Außerdem kann unsere Gesellschaft es nicht länger hinnehmen, dass die medizinische Versorgung zu einer Geldruckmaschine degeneriert ist, eine Klinik oder ein Arzt für die gleiche Leistung je nach Versicherungsstatus des Patienten unterschiedliche Einkünfte erzielt, ein Privatversicherter immer sofort einen Termin bekommt – und damit nicht die medizinische Dringlichkeit die schnelle Behandlung sicher stellt, sondern die Gebührenhöhe.

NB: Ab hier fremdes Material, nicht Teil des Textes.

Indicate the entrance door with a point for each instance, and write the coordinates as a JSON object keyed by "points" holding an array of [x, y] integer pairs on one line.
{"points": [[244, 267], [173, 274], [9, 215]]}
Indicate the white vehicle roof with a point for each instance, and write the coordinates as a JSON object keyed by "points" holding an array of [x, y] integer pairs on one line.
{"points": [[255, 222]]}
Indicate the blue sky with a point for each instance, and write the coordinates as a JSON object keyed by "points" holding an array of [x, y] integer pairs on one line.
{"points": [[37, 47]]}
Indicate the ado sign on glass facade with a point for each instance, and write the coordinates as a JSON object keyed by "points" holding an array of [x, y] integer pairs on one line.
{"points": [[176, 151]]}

Als Versicherungsmaklerin habe ich viele Möglichkeiten mit existenziell notwendigen Versicherungen Einkünfte zu erzielen. Und als Privatversicherte kann ich mir dann mit der einen oder anderen Zusatzversicherung meine Einkünfte bei längerer Erkrankung und ein wenig mehr Luxus leisten.

M. M.
Vor 4 Jahren

Hallo Frau Fenner
Ihrer Meinung nach sei die PKV nicht solidarisch. Die PKV-Unternehmen zahlen Steuern, die PKV-Versicherten zahlen höhere Gebühren an Ärzte und Krankenhäuser – wie Sie selbst ja schon bemerkten – und beteiligen sich darüber z.B. an der Finanzierung der beitragsfreien Familienversicherung der Kinder in der GKV und ermöglichen es Ärzten und Kliniken, den medizinischen Fortschritt für uns alle zu ermöglichen. Finden Sie das unsolidarisch? Die PKV erhält leider auch keine Bundeszuschüsse von jedem Steuerzahler, die GKV benötigt diese schon viele Jahre im 2-stelligen Mrd.-Bereich – steigende Tendenz!